Lab 5

Putting it All Together

In this lab you’ll put together the tools you learned in the previous 4 labs to create a table showing changes in income for college vs. non-college educated individuals from 2018 to 2023.


Preparation

You should already have IPUMS_ACS_CA_2018_2023.csv in your R Studio Cloud files directory. If you don’t have this file, check the instructions for Lab 4.

You’ll also need the package dplyr, which should already be installed. If it’s not installed you can install it by typing this into the console:

install.packages("dplyr")

Instructions

Follow along as I show the class how to conduct today’s lab. If you followed along correctly, you should end up with the following three scripts.

Line Plots

This script makes a line plot showing average income by age for employed individuals, using data from California 2023. The lines are plotted separately for males and for females.

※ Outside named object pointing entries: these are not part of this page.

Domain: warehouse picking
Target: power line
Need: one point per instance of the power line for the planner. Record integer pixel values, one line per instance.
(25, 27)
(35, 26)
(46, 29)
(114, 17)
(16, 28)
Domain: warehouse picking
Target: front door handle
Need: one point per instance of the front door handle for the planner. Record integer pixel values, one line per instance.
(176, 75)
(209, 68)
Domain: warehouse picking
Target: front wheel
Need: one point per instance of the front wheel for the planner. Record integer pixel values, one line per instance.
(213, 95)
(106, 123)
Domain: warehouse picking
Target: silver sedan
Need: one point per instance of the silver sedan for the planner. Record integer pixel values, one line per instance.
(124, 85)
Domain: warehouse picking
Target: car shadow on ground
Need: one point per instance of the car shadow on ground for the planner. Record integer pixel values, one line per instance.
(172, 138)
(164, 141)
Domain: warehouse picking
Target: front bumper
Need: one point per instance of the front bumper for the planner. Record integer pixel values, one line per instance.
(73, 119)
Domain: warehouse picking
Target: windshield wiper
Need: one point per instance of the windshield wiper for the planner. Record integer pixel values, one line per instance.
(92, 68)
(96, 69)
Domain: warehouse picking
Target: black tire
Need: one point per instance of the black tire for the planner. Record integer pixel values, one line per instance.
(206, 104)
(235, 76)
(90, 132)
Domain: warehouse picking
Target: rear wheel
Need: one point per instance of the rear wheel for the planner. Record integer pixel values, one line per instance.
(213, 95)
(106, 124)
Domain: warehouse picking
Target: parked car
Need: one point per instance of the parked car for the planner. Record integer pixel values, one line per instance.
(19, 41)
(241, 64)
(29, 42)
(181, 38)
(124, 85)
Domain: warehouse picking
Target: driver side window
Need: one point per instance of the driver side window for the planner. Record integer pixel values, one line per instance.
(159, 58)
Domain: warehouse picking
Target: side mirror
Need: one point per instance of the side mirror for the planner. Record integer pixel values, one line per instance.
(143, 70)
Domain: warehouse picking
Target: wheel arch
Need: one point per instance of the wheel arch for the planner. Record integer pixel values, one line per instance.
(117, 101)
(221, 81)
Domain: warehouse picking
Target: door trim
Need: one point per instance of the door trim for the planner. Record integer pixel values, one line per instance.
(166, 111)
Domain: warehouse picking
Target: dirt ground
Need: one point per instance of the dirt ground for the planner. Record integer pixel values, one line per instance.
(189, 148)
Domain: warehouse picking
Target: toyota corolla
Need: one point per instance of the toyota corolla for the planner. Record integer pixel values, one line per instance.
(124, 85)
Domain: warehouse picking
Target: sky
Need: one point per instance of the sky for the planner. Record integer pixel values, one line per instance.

rm(list=ls())   # Clear workspace
library(dplyr)  # Load required packages
library(ggplot2)

# Load the main data
df <- read.csv("IPUMS_ACS_CA_2018_2023.csv")

# Deal with invalid values for INCWAGE and EMPSTAT
df$INCWAGE <- na_if(df$INCWAGE, 999999)
df$INCWAGE <- na_if(df$INCWAGE, 999998)
df$EMPSTAT <- na_if(df$EMPSTAT, 0)
df$EMPSTAT <- na_if(df$EMPSTAT, 9)

# First, calculate average income of employed individuals by
# age and sex, using data from 2023
inc_by_age_sex <- df %>%
  filter(YEAR==2023 & EMPSTAT==1) %>%
  group_by(AGE, SEX) %>%
  summarize(
    AVG_INCOME = weighted.mean(INCWAGE, PERWT, na.rm=TRUE)
  )
  
# Now create the line plot using the dataframe containing the stats
ggplot(data=inc_by_age_sex) +
  geom_line(aes(x=AGE, y=AVG_INCOME, color=as.factor(SEX))) + 
  xlab("Age") + 
  ylab("Average Income") + 
  ggtitle("Average Income of Employed Individuals by Age and Sex, California 2023")

Assignment

For this lab, you need to create a script that builds a dataframe with columns:

  • COUNTYFIP: The county
  • COLLEGE: A boolean for whether a person has 4+ years of college education
  • INC_2018: The average income of employed individuals in 2018, by COUNTYFIP and COLLGE
  • INC_2023: The average income of employed individuals in 2023, by COUTYFIP and COLLEGE
  • INC_CHG: The percentage change in average income of employed individuals from 2018 to 2023, by COUTYFIP and COLLEGE

Hints:

  • You’ll need to first create two separate dataframes with average income by county/college, one for 2018 and one for 2023
  • You’ll then need to merge those two dataframes on COUNTYFIP, COLLEGE
  • You’ll then need to create a new variable called INC_CHG

Show me your script and output to receive your grade and be dismissed. If you aren’t able to complete the assignment in class, you can upload the script to the Lab 05 Script assignment.

Takeaways

  • You can work on complex data wrangling tasks independently in R.